Depuis 1988 et son album Détails, qui n’en était pas un, Laurent Pernice s’est fendu de près de vingt albums. S’il oeuvre personnellement, il crée aussi avec Artonik, Pixel 13, et les « errants » musicaux géniaux de Palo Alto, ou encore avec l’écrivain Alain Damasio. Affairé à défricher, à s’affranchir des règles, il ressort ici son opus de 2018, A world too late, PARU sur un obscur label suédois, sous la forme d’un dvd incluant 18 clips, auquel se greffe un cd réitérant le contenu de l’album de départ. Les 2 supports se retrouvent couplés en un tout nommé UMTT, soit Un monde trop tard et autres étranges poésies. Un sacré foutoir que dans un premier temps, j’ai bel et bien failli remiser car sincèrement, le complexe, ça commence à me gaver.
On s’y perd, on décroche, on maudit ces p++++++ d’artistes qui ne font rien comme les autres et nous contraignent à nous triturer les méninges pour remettre de l’ordre dans leur désordre. Sauf que Pernice mérite depuis des lustres, et l’objet vous le prouvera, qu’on s’immerge dans son Monde. Même trop tard. Car outre ses clips, qui marient le barré et l’imaginatif, ses sons, sur le cd, captivent et embarquent. A World Too Late, éponyme, impulse le premier décollage. Voix répétées, électro spatiale mais alerte, motifs décisifs. Un trip, mécanique, à la réitération qui vrille les esprits. Les vocaux se font en une langue que je ne parviens pas à distinguer mais qui, magnétique, dépayse à l’envi. C’est trop tard, Pernice t’a chopé. Et Pim Pam Poum, il t’obscurcit au son d’un titre psyché, chuchoté, à l’emprise psychiatrique.

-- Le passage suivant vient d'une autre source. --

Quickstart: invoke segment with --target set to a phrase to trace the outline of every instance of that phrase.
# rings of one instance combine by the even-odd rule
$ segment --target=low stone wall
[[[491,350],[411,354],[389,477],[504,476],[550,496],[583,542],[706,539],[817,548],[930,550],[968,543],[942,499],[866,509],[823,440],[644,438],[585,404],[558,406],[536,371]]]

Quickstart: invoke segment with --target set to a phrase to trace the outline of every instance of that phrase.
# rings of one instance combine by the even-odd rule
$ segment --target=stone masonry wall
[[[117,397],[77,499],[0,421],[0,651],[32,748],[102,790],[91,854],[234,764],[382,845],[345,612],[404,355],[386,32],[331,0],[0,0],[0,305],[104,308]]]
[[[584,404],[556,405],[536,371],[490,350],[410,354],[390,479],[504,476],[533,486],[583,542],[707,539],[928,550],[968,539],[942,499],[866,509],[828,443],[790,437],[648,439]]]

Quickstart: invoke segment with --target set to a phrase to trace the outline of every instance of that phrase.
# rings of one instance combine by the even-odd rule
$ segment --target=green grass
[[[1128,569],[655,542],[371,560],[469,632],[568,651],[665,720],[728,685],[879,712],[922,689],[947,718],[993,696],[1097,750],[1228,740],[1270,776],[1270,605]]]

Oh, voilà que pour le coup, je repense à ces diables de Maman Küsters. C’est quelque chose. L’effet est le même, définitif. Hyperdelic Structures (YMO is n°1) est syncopé, vocalement perché. A chaque morceau, de toute façon, on se fait désarçonner. Avec vice, avec délices. Laurent Pernice, c’est une embardée. Par le son, il fait surgir des images. Par l’image, il modifie nos perceptions. Il désoriente, conçoit des sons dont on ne peut plus de séparer. Armenian Soul fuse dans les cieux, électro Pernicienne. Et pernicieuse, clamée par un certain Haïk Gouchtchian. Il n’y a qu’à visiter la discographie du sieur Pernice, aussi longue que barbante car sinueuse, aussi passionnante qu’exigeante, pour prendre la mesure de sa démesure. Où se tirer de là, irrité par ses perpétuelles investigations. Mais celle-ci, depuis que je l’ai reçue, me possède. J’en suis accroc, ses langues inconnues me mettent à nu. Cheval de bataille me nuit, poste une cadence marquée. Un saxo, je crois, le déchire avec classe. Ah mais oui, c’est Jacques Barbéri. Donc, ça dévie. Une certaine vague, à son tour, brouille nos pensées. Les éthère, les étire. Les oiseaux, à tire d’aile, remet de la clarté dans le tunnel. Quoique…son électro au fond cold, sur verbe imagé, fait resurgir des ressentis profonds. Op. 15 n°7_Schumann Revisited initie une virée dans l’espace, psyché, droguée.
Après lui L’incendie, de début jazzy, place une flute qui emmène. Ailleurs, bien évidemment. On l’y suit et Pernice, « anyway », n’en a que faire de notre confort. Il le déstabilise, le fait trébucher, n’a de cesse de nous en extirper. Ca nous fait grand bien. Ainsi Ultra love, court, prolonge t-il le voyage. Pour laisser finalement L’espoir, bonus lié à l’édition CD, glisser un quasi silence aux airs de fin du monde, comme si après Un monde trop tard, plus rien n’existait. Avec en sus le dvd mentionné en début d’article, parfait complément à ce support CD, UMTT-Un monde trop tard et autres étranges poésies allie excellemment son et image, au point d’exacerber la valeur du rendu mais aussi, et surtout, les sensations que son audition fait poindre. Ceci en abordant, explicitées dans un généreux dossier de presse, des thématiques qui elles aussi stimuleront la réflexion. Superbe ouvrage.